# Torium 20 or Saltist 40H



## Rockpile Angler (Mar 24, 2009)

I am looking to get a reel to put on a 12' heaver for surf fishing for Cobia or Sharks. Torn between the Torium 20 and Saltist 40H. I will be using 30lb mono and am looking to cast as far as I can. Line capacity is a must I gotta have at least 200 of 30 lb. It says the Torium 20 holds 420yds/20 and 300yds/25 how much 30 will it hold. Can I get some opinions.


----------



## fishnuttz (Jun 27, 2008)

I like the torium never owned a saltist though ..


----------



## ematsuda (Feb 9, 2009)

It'll hold approx. 225yds of 30lb. assuming you use a .022" diameter 30# such as Berkley Big Game.


----------



## Tracker16 (Feb 16, 2009)

the Saltist 40H will hold 270 yrds of 30# mono or 660 yrds of 40# braid.

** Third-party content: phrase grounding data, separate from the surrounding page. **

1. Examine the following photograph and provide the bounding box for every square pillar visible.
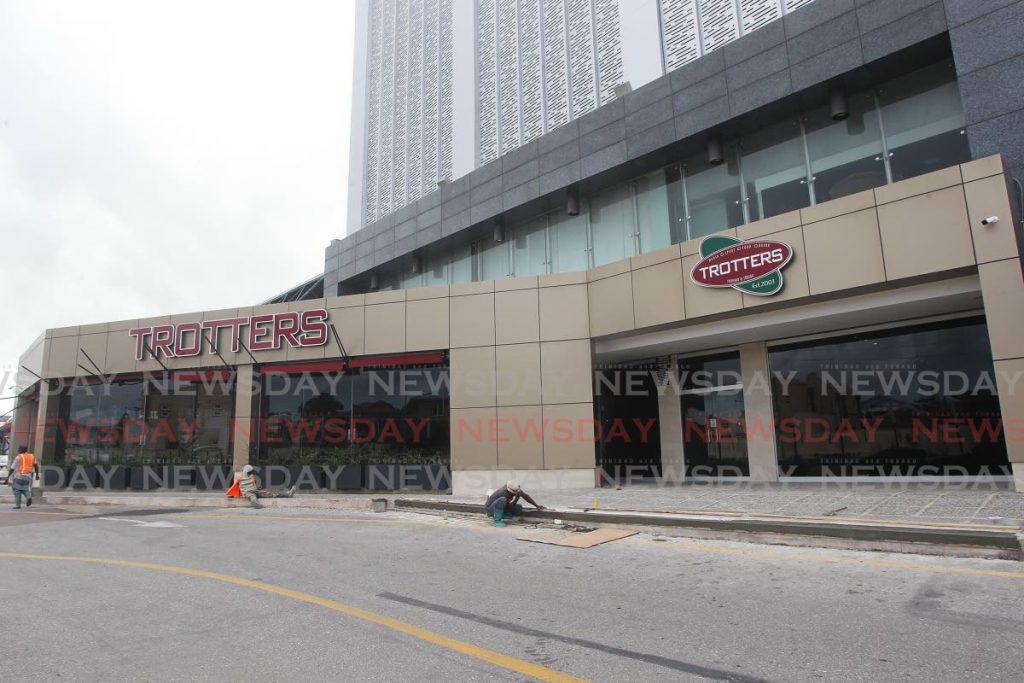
[231,365,257,470]
[32,386,60,466]
[658,358,685,483]
[740,342,778,482]
[1013,463,1024,493]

I own a Saltist 30H and am very happy with it but I have never used a Torium.
heres a link to a review of both http://www.bloodydecks.com/forums/fishing-reels/21528-saltist-vs-torium-field-test.html

If you don't want to bother reading, the guy says they are both great reels and pretty much equal


----------



## Rockpile Angler (Mar 24, 2009)

I had them order the Saltist 40H, I didnt like the plastic lever on the torium or the thin side cover, feels kinda cheap.


----------